Hausse du soutien aux énergies fossiles: protéger les ménages de la crise énergétique aux dépens de la neutralité carbone?
Malgré les engagements pris pour accélérer et augmenter l’échelle de l’action climatique, le coût du soutien aux énergies fossiles a pratiquement doublé en 2022. En cause? La flambée des prix de l’énergie…
Le pétrole, l’électricité et le gaz naturel ont particulièrement coûté cher aux États membres de l’Union européenne en 2022. La crise oblige, les pouvoirs publics ont en effet proposé des mesures d’urgence visant à protéger les ménages et les entreprises de la hausse des prix de l’énergie. Et si ces mesures ont effectivement permis d’alléger les dépenses des citoyens et entrepreneurs, elles ont en revanche alourdi considérablement les coûts budgétaires des autorités. Une tendance à la hausse qui constitue une véritable menace pour les objectifs collectifs de neutralité carbone. Au total, le soutien aux énergies fossiles a ainsi atteint une somme de 1 360 milliards d’euros, selon un récent rapport de l’OCDE.
Protéger les ménages avant tout
Il faut dire que partout en Europe, la plupart des ménages utilisent encore de tels combustibles pour se chauffer. C’est d’ailleurs eux qui ont bénéficié le plus de ce soutien financier. Les données de l’Inventaire de l’OCDE montrent en effet qu’en 2022, les aides aux consommateurs (ménages et entreprises) représentaient 81% du coût budgétaire total des mesures de soutien aux énergies fossiles.
Outre les citoyens qui se chauffent à l’électricité et au gaz, il fallait également protéger les consommateurs de carburant. Certains pays ont dès lors accordé des avantages fiscaux plus importants sur l’essence et le diesel, d’autres ont imposé une réduction du prix des carburants et ont offert des indemnisations aux fournisseurs de carburants.
Le cas du charbon
Le coût budgétaire du soutien au charbon a lui aussi augmenté de 60% depuis 2013 à l’échelle mondiale. Cette tendance s’explique par l’adoption de nouvelles mesures de soutien à la production et à la consommation de charbon en réaction à la hausse des prix du pétrole et du gaz. En font partie les aides au chauffage destinées aux ménages qui consomment du charbon et le plafonnement des prix du charbon destiné à la production d’électricité, en particulier dans les pays producteurs de charbon.
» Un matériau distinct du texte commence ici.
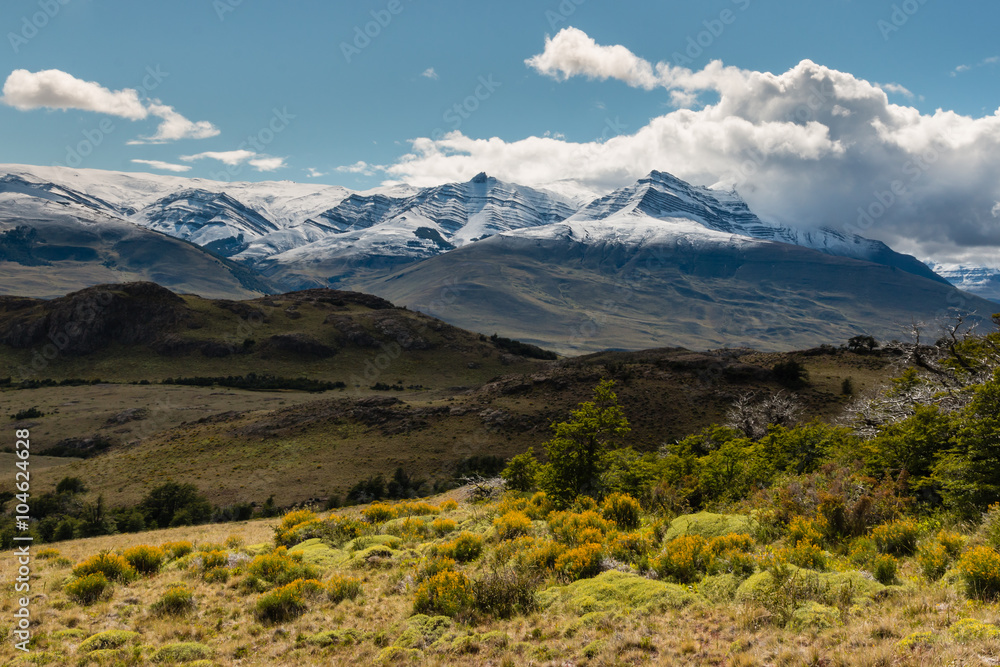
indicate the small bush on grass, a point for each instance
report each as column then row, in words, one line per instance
column 933, row 560
column 177, row 549
column 623, row 509
column 296, row 526
column 377, row 513
column 980, row 570
column 511, row 525
column 504, row 593
column 175, row 601
column 280, row 567
column 465, row 548
column 580, row 562
column 109, row 639
column 145, row 559
column 683, row 559
column 112, row 566
column 443, row 526
column 287, row 602
column 576, row 528
column 433, row 565
column 88, row 589
column 884, row 569
column 446, row 594
column 898, row 538
column 631, row 547
column 182, row 652
column 340, row 588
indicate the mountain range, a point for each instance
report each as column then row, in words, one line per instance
column 658, row 262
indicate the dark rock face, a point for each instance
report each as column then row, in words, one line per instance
column 340, row 298
column 91, row 319
column 300, row 344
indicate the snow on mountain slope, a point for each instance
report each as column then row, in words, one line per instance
column 426, row 223
column 312, row 230
column 982, row 281
column 661, row 195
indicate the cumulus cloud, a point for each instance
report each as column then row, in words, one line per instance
column 238, row 157
column 808, row 147
column 895, row 88
column 55, row 89
column 164, row 166
column 359, row 167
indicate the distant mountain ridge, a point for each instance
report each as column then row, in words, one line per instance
column 306, row 235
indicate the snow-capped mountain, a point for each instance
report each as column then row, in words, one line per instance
column 307, row 235
column 982, row 281
column 663, row 196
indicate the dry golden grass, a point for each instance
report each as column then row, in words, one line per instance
column 735, row 634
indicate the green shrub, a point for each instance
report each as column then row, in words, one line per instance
column 623, row 509
column 107, row 640
column 511, row 525
column 933, row 560
column 575, row 528
column 287, row 602
column 446, row 593
column 898, row 538
column 465, row 548
column 175, row 601
column 504, row 593
column 112, row 566
column 182, row 652
column 884, row 569
column 145, row 559
column 177, row 549
column 340, row 588
column 432, row 565
column 980, row 570
column 630, row 547
column 443, row 526
column 88, row 589
column 377, row 513
column 683, row 559
column 279, row 567
column 580, row 562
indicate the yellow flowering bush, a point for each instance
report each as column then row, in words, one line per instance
column 445, row 594
column 580, row 562
column 897, row 537
column 623, row 510
column 512, row 524
column 980, row 570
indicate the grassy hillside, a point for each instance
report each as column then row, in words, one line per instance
column 238, row 445
column 574, row 298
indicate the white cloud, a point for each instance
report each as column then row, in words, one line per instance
column 267, row 163
column 164, row 166
column 55, row 89
column 808, row 147
column 232, row 158
column 176, row 126
column 238, row 157
column 572, row 52
column 895, row 88
column 359, row 167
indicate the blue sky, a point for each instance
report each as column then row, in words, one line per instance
column 232, row 63
column 821, row 114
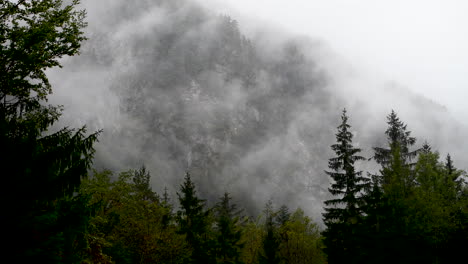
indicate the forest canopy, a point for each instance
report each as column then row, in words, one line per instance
column 58, row 209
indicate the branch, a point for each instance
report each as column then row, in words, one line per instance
column 16, row 6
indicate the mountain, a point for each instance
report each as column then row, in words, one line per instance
column 179, row 88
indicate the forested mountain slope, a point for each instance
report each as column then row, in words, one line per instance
column 179, row 88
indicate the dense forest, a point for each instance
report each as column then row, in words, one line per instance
column 60, row 206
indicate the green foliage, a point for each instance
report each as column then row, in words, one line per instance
column 194, row 223
column 301, row 241
column 127, row 228
column 344, row 212
column 44, row 169
column 271, row 240
column 228, row 232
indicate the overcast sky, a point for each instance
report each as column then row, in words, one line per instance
column 421, row 44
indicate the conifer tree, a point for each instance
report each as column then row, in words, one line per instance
column 193, row 222
column 270, row 241
column 42, row 169
column 396, row 159
column 343, row 213
column 348, row 184
column 229, row 234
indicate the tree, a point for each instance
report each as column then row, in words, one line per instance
column 193, row 222
column 41, row 168
column 270, row 241
column 228, row 231
column 343, row 212
column 397, row 157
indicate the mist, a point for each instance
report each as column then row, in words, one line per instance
column 244, row 107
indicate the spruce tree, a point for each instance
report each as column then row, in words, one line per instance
column 41, row 169
column 343, row 213
column 348, row 184
column 193, row 222
column 228, row 231
column 387, row 203
column 270, row 241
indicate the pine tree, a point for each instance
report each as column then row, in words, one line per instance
column 42, row 169
column 343, row 213
column 396, row 159
column 387, row 202
column 193, row 222
column 228, row 235
column 270, row 241
column 348, row 183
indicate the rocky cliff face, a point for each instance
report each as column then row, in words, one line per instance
column 178, row 89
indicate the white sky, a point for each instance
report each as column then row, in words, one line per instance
column 421, row 44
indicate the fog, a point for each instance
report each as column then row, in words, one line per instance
column 422, row 43
column 243, row 105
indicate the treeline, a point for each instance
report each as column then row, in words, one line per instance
column 133, row 224
column 414, row 210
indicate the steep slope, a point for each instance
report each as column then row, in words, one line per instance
column 178, row 89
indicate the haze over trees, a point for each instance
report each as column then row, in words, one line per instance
column 58, row 209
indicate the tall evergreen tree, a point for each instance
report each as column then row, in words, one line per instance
column 348, row 184
column 396, row 159
column 343, row 213
column 42, row 169
column 387, row 204
column 229, row 234
column 270, row 241
column 193, row 221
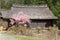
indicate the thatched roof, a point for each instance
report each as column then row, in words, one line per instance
column 34, row 12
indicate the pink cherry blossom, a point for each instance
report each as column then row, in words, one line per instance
column 20, row 18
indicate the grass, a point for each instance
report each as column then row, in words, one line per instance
column 21, row 37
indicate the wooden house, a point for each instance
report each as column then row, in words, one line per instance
column 39, row 15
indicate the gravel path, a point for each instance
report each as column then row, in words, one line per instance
column 6, row 37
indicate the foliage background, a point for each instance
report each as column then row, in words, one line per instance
column 54, row 5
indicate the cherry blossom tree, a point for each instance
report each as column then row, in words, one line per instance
column 19, row 18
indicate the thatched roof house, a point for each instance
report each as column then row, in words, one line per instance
column 38, row 14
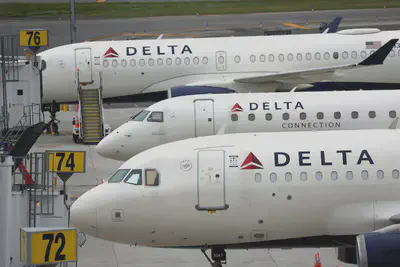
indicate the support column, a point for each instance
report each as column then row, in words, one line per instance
column 6, row 164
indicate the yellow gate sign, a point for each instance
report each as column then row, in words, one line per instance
column 49, row 245
column 66, row 161
column 33, row 38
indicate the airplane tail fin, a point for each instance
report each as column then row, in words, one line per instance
column 333, row 25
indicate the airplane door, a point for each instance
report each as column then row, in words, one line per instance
column 220, row 58
column 83, row 63
column 211, row 180
column 204, row 117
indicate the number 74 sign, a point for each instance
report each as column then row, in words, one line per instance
column 66, row 161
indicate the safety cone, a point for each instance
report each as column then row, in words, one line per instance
column 317, row 260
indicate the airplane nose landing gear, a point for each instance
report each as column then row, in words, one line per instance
column 218, row 256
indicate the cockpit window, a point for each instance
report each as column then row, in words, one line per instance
column 152, row 178
column 156, row 116
column 134, row 177
column 140, row 116
column 118, row 176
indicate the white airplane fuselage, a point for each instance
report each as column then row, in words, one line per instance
column 241, row 189
column 144, row 66
column 201, row 115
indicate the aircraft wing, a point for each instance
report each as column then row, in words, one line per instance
column 376, row 58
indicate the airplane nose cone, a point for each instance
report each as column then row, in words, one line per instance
column 84, row 213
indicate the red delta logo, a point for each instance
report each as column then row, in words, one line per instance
column 111, row 53
column 251, row 163
column 237, row 108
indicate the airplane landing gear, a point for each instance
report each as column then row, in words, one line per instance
column 218, row 256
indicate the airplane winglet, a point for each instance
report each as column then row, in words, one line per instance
column 334, row 25
column 393, row 125
column 380, row 55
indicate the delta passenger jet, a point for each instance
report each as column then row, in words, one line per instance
column 244, row 64
column 256, row 190
column 201, row 115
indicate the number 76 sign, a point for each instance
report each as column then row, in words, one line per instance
column 66, row 161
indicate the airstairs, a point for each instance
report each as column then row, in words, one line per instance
column 91, row 129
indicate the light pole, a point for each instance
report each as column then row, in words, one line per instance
column 72, row 21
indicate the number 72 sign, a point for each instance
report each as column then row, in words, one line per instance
column 66, row 161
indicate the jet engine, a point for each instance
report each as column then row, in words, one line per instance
column 197, row 90
column 378, row 249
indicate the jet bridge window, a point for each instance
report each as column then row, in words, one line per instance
column 118, row 176
column 156, row 116
column 372, row 114
column 134, row 177
column 140, row 116
column 152, row 178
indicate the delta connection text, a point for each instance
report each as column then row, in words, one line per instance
column 289, row 105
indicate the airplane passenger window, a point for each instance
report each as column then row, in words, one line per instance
column 349, row 175
column 303, row 116
column 335, row 55
column 395, row 174
column 118, row 176
column 303, row 176
column 271, row 57
column 140, row 116
column 187, row 60
column 318, row 176
column 151, row 62
column 134, row 177
column 334, row 176
column 234, row 117
column 372, row 114
column 258, row 177
column 156, row 116
column 237, row 59
column 152, row 178
column 380, row 174
column 252, row 117
column 273, row 177
column 288, row 177
column 364, row 174
column 285, row 116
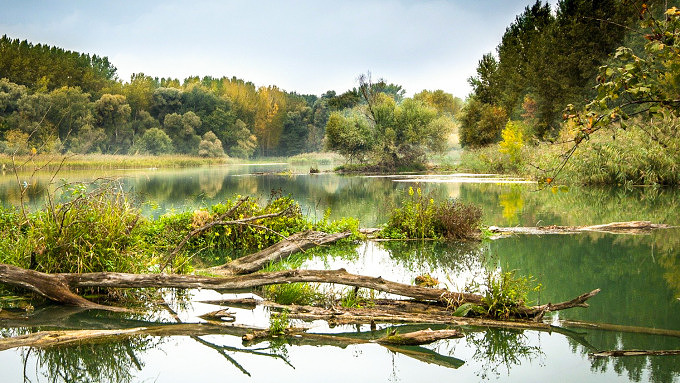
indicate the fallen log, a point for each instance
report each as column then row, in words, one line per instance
column 631, row 227
column 291, row 245
column 418, row 337
column 43, row 284
column 51, row 286
column 620, row 328
column 45, row 339
column 619, row 353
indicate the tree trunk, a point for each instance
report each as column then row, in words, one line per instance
column 291, row 245
column 632, row 227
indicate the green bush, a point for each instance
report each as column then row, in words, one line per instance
column 154, row 141
column 421, row 217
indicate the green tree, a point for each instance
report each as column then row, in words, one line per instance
column 154, row 141
column 646, row 84
column 139, row 93
column 165, row 101
column 112, row 114
column 210, row 146
column 350, row 135
column 481, row 124
column 182, row 130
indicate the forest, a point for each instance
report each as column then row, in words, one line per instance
column 57, row 101
column 555, row 72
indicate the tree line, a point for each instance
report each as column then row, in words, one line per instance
column 546, row 60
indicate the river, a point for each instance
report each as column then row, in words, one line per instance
column 639, row 277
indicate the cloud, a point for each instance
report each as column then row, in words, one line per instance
column 306, row 46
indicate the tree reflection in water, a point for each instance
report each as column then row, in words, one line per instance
column 114, row 362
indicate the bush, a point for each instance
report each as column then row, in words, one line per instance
column 481, row 124
column 99, row 231
column 420, row 217
column 210, row 146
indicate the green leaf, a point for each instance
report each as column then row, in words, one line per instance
column 463, row 309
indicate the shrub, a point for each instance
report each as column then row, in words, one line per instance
column 422, row 217
column 154, row 141
column 210, row 146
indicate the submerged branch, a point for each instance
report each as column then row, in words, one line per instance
column 619, row 353
column 297, row 242
column 631, row 227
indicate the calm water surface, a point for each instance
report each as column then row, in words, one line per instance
column 639, row 277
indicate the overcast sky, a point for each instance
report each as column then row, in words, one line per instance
column 307, row 46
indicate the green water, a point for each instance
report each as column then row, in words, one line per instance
column 639, row 277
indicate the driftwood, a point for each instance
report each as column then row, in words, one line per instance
column 418, row 337
column 632, row 227
column 46, row 339
column 621, row 328
column 293, row 244
column 54, row 286
column 392, row 311
column 618, row 353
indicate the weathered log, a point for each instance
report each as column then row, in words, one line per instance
column 619, row 353
column 620, row 328
column 401, row 311
column 291, row 245
column 631, row 227
column 24, row 278
column 51, row 286
column 537, row 312
column 418, row 337
column 221, row 222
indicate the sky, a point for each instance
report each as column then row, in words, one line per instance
column 306, row 46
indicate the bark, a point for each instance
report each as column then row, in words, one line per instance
column 621, row 328
column 618, row 353
column 45, row 339
column 632, row 227
column 418, row 337
column 50, row 286
column 54, row 287
column 291, row 245
column 400, row 311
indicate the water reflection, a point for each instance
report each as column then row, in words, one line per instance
column 639, row 277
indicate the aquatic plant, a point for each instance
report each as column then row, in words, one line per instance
column 421, row 217
column 505, row 291
column 279, row 323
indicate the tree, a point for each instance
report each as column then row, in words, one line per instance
column 139, row 93
column 647, row 84
column 440, row 100
column 165, row 101
column 182, row 131
column 112, row 114
column 481, row 124
column 154, row 141
column 246, row 142
column 350, row 135
column 210, row 146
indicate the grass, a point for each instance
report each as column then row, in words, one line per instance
column 279, row 323
column 316, row 159
column 108, row 161
column 646, row 153
column 103, row 230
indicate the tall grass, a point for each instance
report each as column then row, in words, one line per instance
column 316, row 159
column 646, row 153
column 107, row 161
column 420, row 217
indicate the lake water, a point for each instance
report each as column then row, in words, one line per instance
column 639, row 277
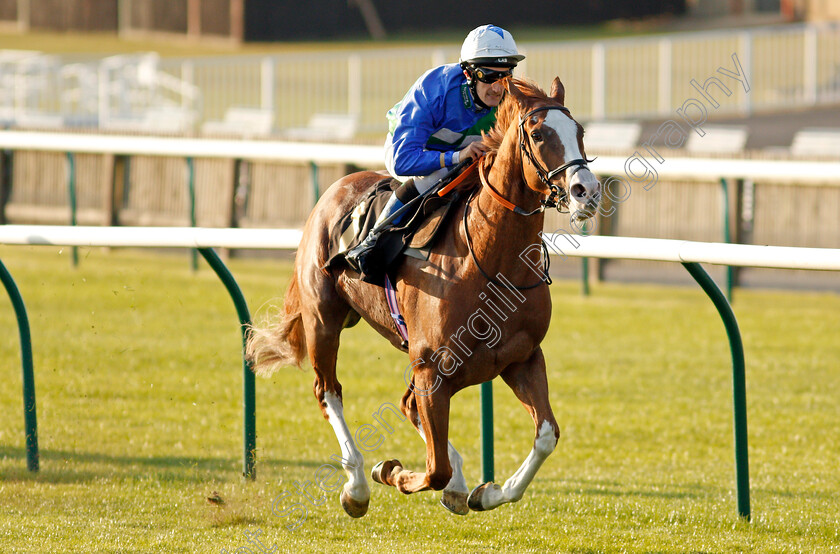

La crise énergétique a également poussé plusieurs pays à prolonger la durée de vie de leurs centrales à charbon, à les redémarrer temporairement ou à approuver la construction de nouvelles afin de maintenir la sécurité et la stabilité énergétiques.
Des mesures pas sélectives
Le problème, au-delà du fait qu’on encourage la consommation de telles sources d’énergie et qu’on ralentit le verdissement du parc énergétique européen, c’est que la plupart des mesures adoptées ne visaient pas systématiquement les personnes les plus démunies. À donner à tout va, même à ceux qui n’en ont pas vraiment besoin, on accroît inévitablement les coûts budgétaires.
Pire encore: quand certains faisaient des économies malgré les aides financières, d’autres plus aisés avaient tendance à profiter de ces mesures de manière disproportionnée (p. ex., en utilisant des véhicules plus grands, des maisons plus spacieuses éventuellement équipées de l’air conditionné, ou davantage d’appareils électriques). Après tout, pourquoi se priver quand on a les moyens de se chauffer?
Et de manière plus générale, ces mesures non sélectives n’incitent pas à renoncer aux énergies fossiles… Une situation qui met bien en évidence les difficultés que pose le respect des engagements de zéro émission nette face aux perturbations géopolitiques et économiques.
Investir dans la neutralité carbone plutôt que dans les énergies fossiles
Verdir l’énergie en Europe, c’est l’une des missions que s’est données la Commission. Encore faut-il s’en donner les moyens… Plutôt que de financer des mesures d’aides aux ménages et ainsi leur faciliter l’usage des combustibles fossiles, il faudrait concentrer les efforts ailleurs, rappelle l’OCDE. « La suppression progressive des aides aux énergies fossiles permettra de dégager les moyens indispensables à la transition vers la neutralité carbone et d’accélérer l’innovation au service de l’efficacité énergétique. »
D’autant qu’investir dans des technologies non fossiles contribuera à réduire non seulement la dépendance à l’égard des énergies fossiles mais également la vulnérabilité des ménages aux chocs des prix. Comme dirait l’adage: d’une pierre, deux coups.